Each week, Hugo Miguez and Stacy Kay post Tuesday Tips, advice from the pros to the larger Westie community about everything from dance etiquette to great ways to learn in workshops. We at Wandering Westie are looking to expand upon these with stories from our own Westies each week – proof of these tips in action!
This week, we welcome new Wandering Westie writer Pk Kiely and her wisdom on the attitudes we bring to social dance. Her information will be up on the site soon.
What brings us to social dancing? The draw is real. After a basic lesson, we begin dancing on the social floor, usually immediately.
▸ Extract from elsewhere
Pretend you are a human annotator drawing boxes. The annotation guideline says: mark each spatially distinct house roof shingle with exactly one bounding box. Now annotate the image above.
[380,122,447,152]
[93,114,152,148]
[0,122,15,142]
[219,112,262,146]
Each dancer responds to the magnetic magic of West Coast with a myriad of energies that express that dancer’s unique imprint. We come to the social floor with belief systems, capacities, various skill levels, brain patterns, emotional states, mindsets, preferences, learning styles, the day’s effects and so much more.
As this week’s tip suggests, generally people dance socially with a different mindset than they bring to a lesson or other learning environment. Dancers go to lessons with the intent to focus on learning and practicing. And we come to social dance for as many different reasons as there are dancers.
The general etiquette is that while it is usually well-intentioned, teaching is not part of the social dance experience. Social dancing is, well -social – a chance to connect to yourself, the music, your partner, the group energy on the floor, the whole experience – to enjoy yourself and the shared experience of the dance.
It is possible to be contributory and supportive without teaching. When a beginner expresses concerns, I respond with general encouragement from my own learning experience. If the person asks a specific question that I can answer, I respond briefly, and then suggest asking a teacher. IN A LESSON. Or OFF THE DANCE FLOOR. Teachers want to enjoy social dancing, too!
Given that, social dancing can be a great forum for learning. Many choose to focus on developing their own skills during social dancing. If we are open to it, we learn by doing, and our bodies learn experientially.
Our technical skills can improve while we enjoy all the social floor has to offer. And if we are engaged in the experience of dancing with our partners, we naturally develop one of the most significant and often elusive of partner dance skills – Connection.